Artificial intelligence is not yet ready to take over from humans in hospital lung clinics, according to a new study.
In a victory for flesh and blood, radiologists outperformed AI in identifying lung diseases from chest x-rays.
Researchers in Denmark pitted four commercially available AI tools against a pool of 72 radiologists. They were asked to look for three common lung diseases in more than 2,000 adult chest x-rays taken between 2020 and 2022 at four Danish hospitals.
The patients were aged 72 on average, and about a third of the x-rays showed signs of at least one of the diseases.
Dr Louis Plesner, the lead researcher, said the AI tools “showed moderate to high sensitivity comparable to radiologists” in detecting the diseases. “However, they produced more false-positive results (predicting disease when none was present) than the radiologists, and their performance decreased when multiple findings were present and for smaller targets,” he added. False positives could mean unnecessary further tests, scans and treatments, bringing increased costs, he warned.
The study, published in Radiology, a journal of the Radiological Society of North America, found AI tools picked up between 72 and 91 per cent of cases of airspace disease, a chest x-ray pattern that can be caused by conditions including pneumonia. They picked up between 63 and 90 per cent of pneumothorax, or collapsed lung, and between 62 and 95 per cent of pleural effusion, a build-up of water around the lungs.
But their positive predictive values — how likely it is that a patients with a positive screening test truly has the disease — were much less impressive. For pneumothorax, they ranged between 56 and 86 per cent, compared with 96 per cent for the radiologists, with similar results for pleural effusion.
“AI performed worst at identifying airspace disease, with positive predictive values ranging between 40 and 50 per cent,” Plesner said.
“In this difficult and elderly patient sample, the AI predicted airspace disease where none was present five to six out of ten times. You cannot have an AI system working on its own at that rate.” He said most studies of AI tools tended to evaluate their ability to identify or rule out a single disease, whereas in real life patients often turned up with two or more problems.
“In many prior studies claiming AI superiority over radiologists, the radiologists reviewed only the image without access to the patient’s clinical history and previous imaging studies,” he said. “In everyday practice a radiologist’s interpretation of an imaging exam is a synthesis of these three data points. We speculate that the next generation of AI tools could become significantly more powerful if capable of this synthesis as well, but no such systems exist yet.”
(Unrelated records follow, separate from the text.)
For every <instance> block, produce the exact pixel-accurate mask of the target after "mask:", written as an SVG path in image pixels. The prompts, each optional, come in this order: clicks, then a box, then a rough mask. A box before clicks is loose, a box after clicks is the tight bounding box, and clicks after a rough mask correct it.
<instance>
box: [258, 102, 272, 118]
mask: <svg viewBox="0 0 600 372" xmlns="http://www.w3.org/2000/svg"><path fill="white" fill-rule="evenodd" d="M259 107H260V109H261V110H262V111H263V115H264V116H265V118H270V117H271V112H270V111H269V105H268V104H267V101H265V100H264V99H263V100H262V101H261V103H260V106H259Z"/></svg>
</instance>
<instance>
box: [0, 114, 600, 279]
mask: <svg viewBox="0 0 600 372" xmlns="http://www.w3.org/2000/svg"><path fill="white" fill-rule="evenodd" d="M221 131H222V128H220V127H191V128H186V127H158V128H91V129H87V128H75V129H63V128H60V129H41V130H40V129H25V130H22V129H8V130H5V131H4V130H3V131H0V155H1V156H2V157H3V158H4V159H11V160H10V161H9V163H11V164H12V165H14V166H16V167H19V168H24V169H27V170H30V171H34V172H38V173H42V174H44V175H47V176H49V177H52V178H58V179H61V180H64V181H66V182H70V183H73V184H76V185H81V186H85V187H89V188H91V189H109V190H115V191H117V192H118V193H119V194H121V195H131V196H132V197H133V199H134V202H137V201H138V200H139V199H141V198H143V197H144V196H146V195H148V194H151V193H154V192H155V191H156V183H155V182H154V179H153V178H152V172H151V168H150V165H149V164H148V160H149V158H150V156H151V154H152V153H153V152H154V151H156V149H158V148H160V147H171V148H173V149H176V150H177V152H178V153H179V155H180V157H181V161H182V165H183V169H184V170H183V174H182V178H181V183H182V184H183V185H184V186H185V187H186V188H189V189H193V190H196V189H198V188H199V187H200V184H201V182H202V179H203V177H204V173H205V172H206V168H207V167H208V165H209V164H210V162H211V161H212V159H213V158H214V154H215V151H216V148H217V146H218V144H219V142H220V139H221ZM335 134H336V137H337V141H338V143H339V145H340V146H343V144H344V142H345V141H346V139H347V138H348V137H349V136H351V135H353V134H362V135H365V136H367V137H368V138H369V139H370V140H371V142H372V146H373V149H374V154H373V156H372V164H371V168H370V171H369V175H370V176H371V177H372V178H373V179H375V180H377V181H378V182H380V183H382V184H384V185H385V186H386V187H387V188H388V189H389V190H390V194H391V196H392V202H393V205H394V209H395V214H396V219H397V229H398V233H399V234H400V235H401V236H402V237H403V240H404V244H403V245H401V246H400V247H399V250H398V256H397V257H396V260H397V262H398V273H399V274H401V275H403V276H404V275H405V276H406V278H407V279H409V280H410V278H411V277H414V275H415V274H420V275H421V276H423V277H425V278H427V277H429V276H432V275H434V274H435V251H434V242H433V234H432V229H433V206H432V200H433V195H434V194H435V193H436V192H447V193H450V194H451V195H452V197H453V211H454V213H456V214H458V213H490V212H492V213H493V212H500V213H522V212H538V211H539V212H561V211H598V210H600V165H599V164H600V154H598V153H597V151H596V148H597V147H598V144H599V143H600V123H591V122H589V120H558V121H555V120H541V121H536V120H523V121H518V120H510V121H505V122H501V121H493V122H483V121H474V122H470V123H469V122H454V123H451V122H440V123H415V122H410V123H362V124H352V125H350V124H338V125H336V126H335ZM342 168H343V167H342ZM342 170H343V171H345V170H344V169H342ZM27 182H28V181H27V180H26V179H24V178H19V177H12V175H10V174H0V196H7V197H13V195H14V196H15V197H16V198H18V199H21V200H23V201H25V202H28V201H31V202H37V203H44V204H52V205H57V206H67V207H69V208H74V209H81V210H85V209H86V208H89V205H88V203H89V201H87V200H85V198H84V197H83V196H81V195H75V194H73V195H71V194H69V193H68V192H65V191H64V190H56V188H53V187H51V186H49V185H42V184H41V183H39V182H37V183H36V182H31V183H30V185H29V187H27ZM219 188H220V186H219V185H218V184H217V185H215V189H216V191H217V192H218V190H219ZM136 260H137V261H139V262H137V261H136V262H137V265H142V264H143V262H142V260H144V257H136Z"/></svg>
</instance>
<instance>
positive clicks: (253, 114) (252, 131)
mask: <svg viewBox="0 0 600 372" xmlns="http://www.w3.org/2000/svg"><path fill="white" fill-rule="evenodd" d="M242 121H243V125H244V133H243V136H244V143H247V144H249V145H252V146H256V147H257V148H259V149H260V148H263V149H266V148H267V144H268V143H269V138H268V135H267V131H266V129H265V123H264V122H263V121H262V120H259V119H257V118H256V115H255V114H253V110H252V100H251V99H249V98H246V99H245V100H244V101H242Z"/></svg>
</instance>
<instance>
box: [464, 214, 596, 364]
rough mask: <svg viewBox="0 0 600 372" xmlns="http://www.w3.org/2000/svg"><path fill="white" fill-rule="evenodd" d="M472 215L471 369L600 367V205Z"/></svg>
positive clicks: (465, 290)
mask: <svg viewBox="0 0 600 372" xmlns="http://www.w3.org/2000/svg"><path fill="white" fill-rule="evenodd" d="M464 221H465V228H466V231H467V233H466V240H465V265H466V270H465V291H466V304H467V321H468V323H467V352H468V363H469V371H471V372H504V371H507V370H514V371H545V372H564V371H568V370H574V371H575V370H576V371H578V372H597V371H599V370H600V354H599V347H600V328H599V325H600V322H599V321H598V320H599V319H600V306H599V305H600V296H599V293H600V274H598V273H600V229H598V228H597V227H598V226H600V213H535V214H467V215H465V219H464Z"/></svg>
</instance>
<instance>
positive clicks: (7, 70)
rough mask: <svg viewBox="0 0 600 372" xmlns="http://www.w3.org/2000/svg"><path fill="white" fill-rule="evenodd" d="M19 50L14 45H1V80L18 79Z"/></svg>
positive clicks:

Professor Peter Bannister, a biomedical engineer and chairman of the healthcare panel at the Institution of Engineering and Technology, welcomed the study for evaluating AI in a real-world setting. “While many radiology software tools have claimed high accuracy,” he said, “an important question is how clinicians can detect any incorrect results without having to review every single AI decision and hence undoing the benefit of automating these tasks in the first place.
“This research is one of a number of recent examples that recommend the use of AI on more common cases while at the same time flagging more complex diagnoses that will require expert manual review.
“For AI to be adopted at the scale where it can help healthcare providers such as the NHS, clinical evidence collected in real-world settings is essential.”